NIPS 2017
Mon Dec 4th through Sat the 9th, 2017 at Long Beach Convention Center
Paper ID: 1459 How regularization affects the critical points in linear networks

### Reviewer 1

The paper analyzes a particular setup of deep linear networks. Specifically, the depth is treated as a continuous variable, and the loss function is the mean squared error. The goal of the paper is to study the behavior of the critical points (number and type) as the regularization parameter changes. Due to the continuous depth setup, the authors can leverage tools from optimal control to characterize the solution of the problem. While the technical aspects of the paper are interesting, the conclusion of the paper seems to be less surprising (stated in lines 222-225), e.g. that the type of the critical points change as a function of lambda. This is expected without relying on such sophisticated analysis: at big lambda we get a convex loss, and thus the index of the critical point of the nonregularized function must eventually turn to zero (when the convex term dominates) from whatever value it had in the nonregularized function.
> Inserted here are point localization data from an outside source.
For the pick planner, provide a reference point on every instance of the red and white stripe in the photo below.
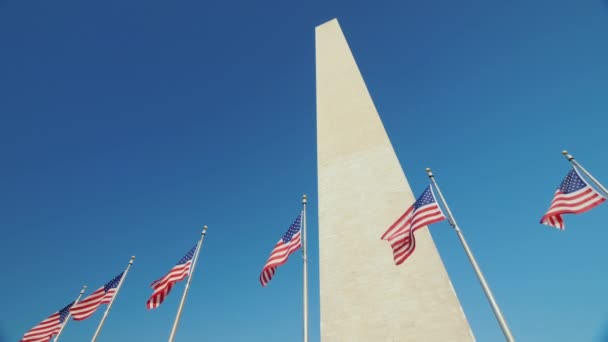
(163, 286)
(401, 233)
(86, 307)
(573, 203)
(279, 256)
(44, 331)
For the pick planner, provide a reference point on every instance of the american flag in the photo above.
(46, 329)
(163, 286)
(400, 234)
(289, 243)
(86, 307)
(573, 196)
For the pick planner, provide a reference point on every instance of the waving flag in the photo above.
(46, 329)
(289, 243)
(85, 308)
(163, 286)
(573, 196)
(400, 235)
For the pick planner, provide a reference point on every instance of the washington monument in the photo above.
(362, 190)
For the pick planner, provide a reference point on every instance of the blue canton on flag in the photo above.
(63, 313)
(112, 284)
(293, 229)
(400, 234)
(573, 196)
(289, 243)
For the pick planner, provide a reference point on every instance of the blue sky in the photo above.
(127, 125)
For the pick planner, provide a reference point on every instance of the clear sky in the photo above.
(127, 125)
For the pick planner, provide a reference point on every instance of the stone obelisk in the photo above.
(362, 190)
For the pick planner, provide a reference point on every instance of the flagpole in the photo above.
(484, 284)
(578, 166)
(305, 273)
(67, 318)
(181, 303)
(105, 314)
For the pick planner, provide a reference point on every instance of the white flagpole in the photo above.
(484, 284)
(181, 303)
(305, 273)
(105, 314)
(578, 166)
(67, 318)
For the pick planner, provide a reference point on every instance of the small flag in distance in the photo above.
(573, 196)
(163, 286)
(400, 234)
(45, 330)
(86, 307)
(289, 243)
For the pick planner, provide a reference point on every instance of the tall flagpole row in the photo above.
(587, 174)
(185, 294)
(105, 314)
(484, 284)
(305, 271)
(67, 318)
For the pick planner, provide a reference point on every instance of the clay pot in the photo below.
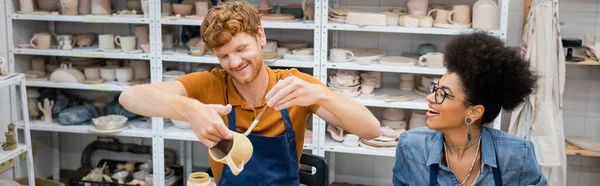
(199, 179)
(48, 5)
(181, 9)
(101, 7)
(69, 7)
(85, 7)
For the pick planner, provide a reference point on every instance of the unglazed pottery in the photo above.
(418, 7)
(235, 153)
(460, 14)
(48, 5)
(41, 41)
(69, 7)
(101, 7)
(26, 6)
(485, 15)
(85, 7)
(46, 110)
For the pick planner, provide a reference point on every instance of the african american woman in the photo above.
(458, 147)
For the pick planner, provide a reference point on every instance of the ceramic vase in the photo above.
(85, 7)
(69, 7)
(101, 7)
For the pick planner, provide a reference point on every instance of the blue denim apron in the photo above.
(274, 161)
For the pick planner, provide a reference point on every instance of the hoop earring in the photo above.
(469, 122)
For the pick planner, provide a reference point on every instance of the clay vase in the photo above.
(85, 7)
(198, 179)
(26, 6)
(48, 5)
(235, 153)
(69, 7)
(485, 15)
(418, 7)
(101, 7)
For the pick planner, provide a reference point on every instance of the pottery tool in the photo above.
(255, 122)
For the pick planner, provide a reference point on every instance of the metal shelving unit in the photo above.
(19, 79)
(322, 29)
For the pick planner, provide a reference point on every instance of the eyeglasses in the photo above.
(441, 94)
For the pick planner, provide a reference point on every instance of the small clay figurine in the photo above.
(11, 140)
(46, 110)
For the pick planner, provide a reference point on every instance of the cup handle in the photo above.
(449, 17)
(234, 168)
(32, 41)
(421, 63)
(118, 40)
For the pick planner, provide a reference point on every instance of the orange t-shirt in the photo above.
(209, 88)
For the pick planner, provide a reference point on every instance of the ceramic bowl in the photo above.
(110, 122)
(181, 124)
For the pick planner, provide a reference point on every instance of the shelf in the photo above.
(107, 86)
(37, 125)
(418, 104)
(573, 150)
(11, 79)
(81, 53)
(299, 24)
(174, 133)
(399, 29)
(7, 155)
(335, 146)
(81, 18)
(376, 66)
(208, 59)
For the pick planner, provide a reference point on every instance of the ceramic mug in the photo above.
(460, 14)
(41, 41)
(127, 43)
(106, 41)
(432, 60)
(235, 153)
(341, 55)
(441, 16)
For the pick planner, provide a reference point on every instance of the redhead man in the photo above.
(225, 100)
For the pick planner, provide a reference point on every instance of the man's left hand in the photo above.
(293, 91)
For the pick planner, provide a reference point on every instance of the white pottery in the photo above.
(92, 73)
(432, 60)
(109, 122)
(66, 73)
(485, 15)
(418, 7)
(394, 114)
(26, 6)
(127, 43)
(106, 41)
(341, 55)
(108, 74)
(124, 75)
(460, 14)
(101, 7)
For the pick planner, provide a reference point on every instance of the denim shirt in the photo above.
(421, 147)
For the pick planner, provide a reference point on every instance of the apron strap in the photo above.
(433, 171)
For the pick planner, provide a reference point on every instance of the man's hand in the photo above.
(207, 123)
(293, 91)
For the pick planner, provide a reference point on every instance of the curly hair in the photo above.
(491, 74)
(226, 20)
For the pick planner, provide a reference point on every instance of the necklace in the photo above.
(461, 148)
(472, 164)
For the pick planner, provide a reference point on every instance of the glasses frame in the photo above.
(433, 89)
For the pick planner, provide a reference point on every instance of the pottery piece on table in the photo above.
(485, 15)
(418, 7)
(46, 110)
(101, 7)
(67, 74)
(11, 138)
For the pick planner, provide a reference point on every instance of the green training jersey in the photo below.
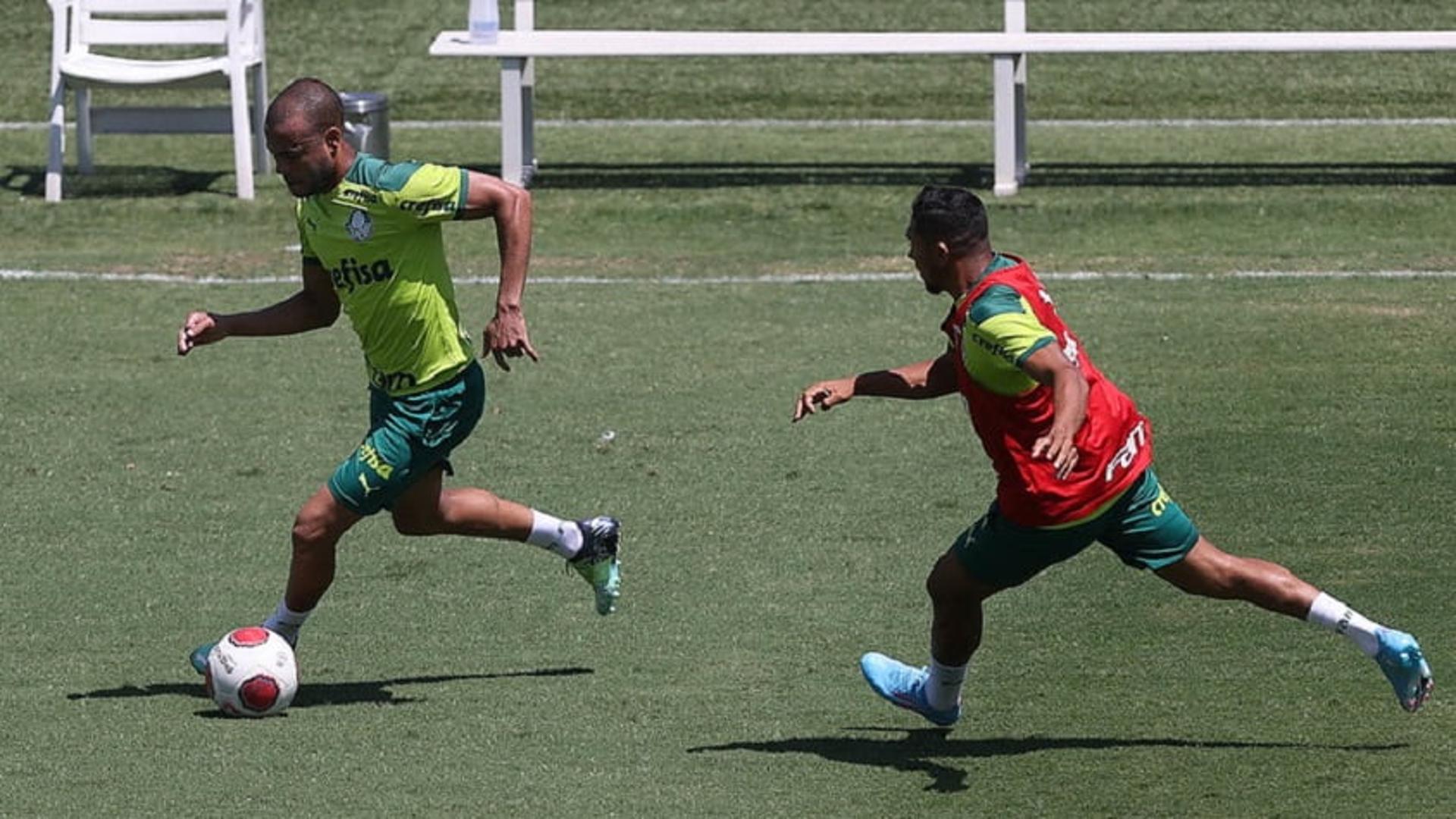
(378, 235)
(1001, 331)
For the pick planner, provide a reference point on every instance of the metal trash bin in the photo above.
(366, 121)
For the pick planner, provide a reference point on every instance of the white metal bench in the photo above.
(516, 49)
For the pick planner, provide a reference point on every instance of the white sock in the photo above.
(286, 621)
(943, 691)
(1334, 615)
(554, 534)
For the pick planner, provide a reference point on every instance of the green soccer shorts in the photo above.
(408, 436)
(1145, 528)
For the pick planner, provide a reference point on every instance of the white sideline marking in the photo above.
(444, 124)
(6, 275)
(1245, 123)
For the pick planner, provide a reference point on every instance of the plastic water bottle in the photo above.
(485, 20)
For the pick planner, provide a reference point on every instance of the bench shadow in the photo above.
(115, 181)
(576, 175)
(924, 751)
(318, 694)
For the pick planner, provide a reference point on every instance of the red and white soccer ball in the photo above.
(253, 672)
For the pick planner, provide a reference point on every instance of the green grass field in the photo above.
(1301, 420)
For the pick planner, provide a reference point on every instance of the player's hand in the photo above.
(199, 328)
(1057, 447)
(506, 338)
(823, 395)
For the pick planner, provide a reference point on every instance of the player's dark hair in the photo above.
(310, 98)
(954, 216)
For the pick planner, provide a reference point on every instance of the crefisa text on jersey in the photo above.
(353, 273)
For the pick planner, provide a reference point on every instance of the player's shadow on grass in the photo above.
(922, 749)
(568, 175)
(313, 694)
(115, 181)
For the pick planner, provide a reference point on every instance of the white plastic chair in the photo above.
(237, 27)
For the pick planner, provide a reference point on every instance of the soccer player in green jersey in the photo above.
(1074, 464)
(372, 246)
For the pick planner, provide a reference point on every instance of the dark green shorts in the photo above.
(1147, 529)
(406, 438)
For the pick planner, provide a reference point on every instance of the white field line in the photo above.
(9, 275)
(447, 124)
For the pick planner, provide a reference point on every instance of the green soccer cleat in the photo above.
(598, 560)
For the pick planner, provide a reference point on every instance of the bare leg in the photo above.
(428, 509)
(1213, 573)
(316, 534)
(956, 598)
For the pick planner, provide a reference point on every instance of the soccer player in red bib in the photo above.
(1074, 465)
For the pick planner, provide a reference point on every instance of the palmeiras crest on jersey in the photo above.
(360, 226)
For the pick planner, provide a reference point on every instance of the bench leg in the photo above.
(529, 120)
(57, 158)
(1006, 127)
(85, 143)
(513, 121)
(1021, 118)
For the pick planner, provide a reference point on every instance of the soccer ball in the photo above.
(253, 672)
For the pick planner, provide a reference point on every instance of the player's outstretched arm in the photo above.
(313, 306)
(510, 206)
(924, 379)
(1069, 401)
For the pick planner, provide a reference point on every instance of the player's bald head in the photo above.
(306, 102)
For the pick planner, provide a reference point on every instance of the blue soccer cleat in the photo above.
(598, 560)
(1404, 665)
(905, 686)
(199, 657)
Therefore, it is apparent that the changing lambda is able to affect the type of critical points. Please correct me if I am missing anything here. Despite my concern about the conclusion, I think the techniques used in the paper are interesting and could be useful for researchers who work on analysis of deep networks. In particular, the connection to optimal control via continuous depth idea is fascinating. A minor questions: Why Eq 11 and subsequently Eq 12 and Eq 13 do not depend on lambda? Lambda is still present in Eq 10.

### Reviewer 3

I have had some trouble with this paper as to be honest I am not familiar with this particular strand of the literature. i found the idea interesting though: Ie in effect, they study the properties of the learning dynamics by restating it as an optimal control problem, and then effectively use pertaining ideas (Pontryagin's maximum principle) to study equilibria (which exist due to the linearity of the problem). Some factors struck me as very peculiar though: - Why is it interesting to study linear NNs ? We already know that they have a unique optimal solution (as the authors seem to reconfirm ?) which moreover, we can find in closed-form. Furthermore, nonlinear NN might behave very differently, so studying the linear case might not tell us much about the interesting cases? The authors did not do a good job of explaining the motivation and should consider elaborating on these points. - I did not get the relevance of studying continuous networks (which do not exist). Could the authors instead appeal to discrete optimal control methods (why use 'continuation and what is the approximation error so to speak, by approximating with continuous model?). Did I miss anything? - Indeed I am surprised the authors do not cite works in control / system identification at all, where such linear learning systems have been studied (with much related techniques) for decades. Now, what makes it different from standard control of control-affine system is the fact that the control input is a matrix rather than a vector. However, is that not a case control / system ID has studied too? In summary, I am a bit suspicious of the relevance and novelty of this paper. However, as I am unfamiliar with the related literature in depth, I would say 'in dubio pro reo' with low confidence in my 'verdict'. Minor comments: -line 37 : ' minima' - The authors: explain the term 'continuation'.

### Reviewer 4

The authors provide analysis of linear neural networks with and without regularization using the machinery of Hamilton's equations, and supplement their analysis with numerical results. Their work complements the growing body of literature on the behavior of the critical points of neural networks. Pros: The paper, while technically dense, is fairly easy to read, and the conclusions are clear--especially that of regularization drastically altering the landscape of critical points for linear(!) models. Cons: As always for papers concerning linear models, this reviewer would like some discussion of how these methods might be able to be used to tackle nonlinear networks (if at all). This reviewer also found Figure 1 quite difficult to parse, and would appreciate some extra language/figure engineering to make it clearer (a longer figure caption would probably be fine here). Finally, the authors appear to be analyzing solutions with regularization by first solving for the \lambda = 0 solution, and then locally extending this solution to study critical points near'' it with \lambda > 0. Why should one expect critical points near'' the \lambda = 0 solution to be the sorts of critical points found by a gradient descent algorithm? Said another way, this method seems to bias the analysis towards a certain subclass of critical points, but perhaps the reviewer is just confused. The reviewer would gladly increase the score upon further improvement and polishing of the manuscript.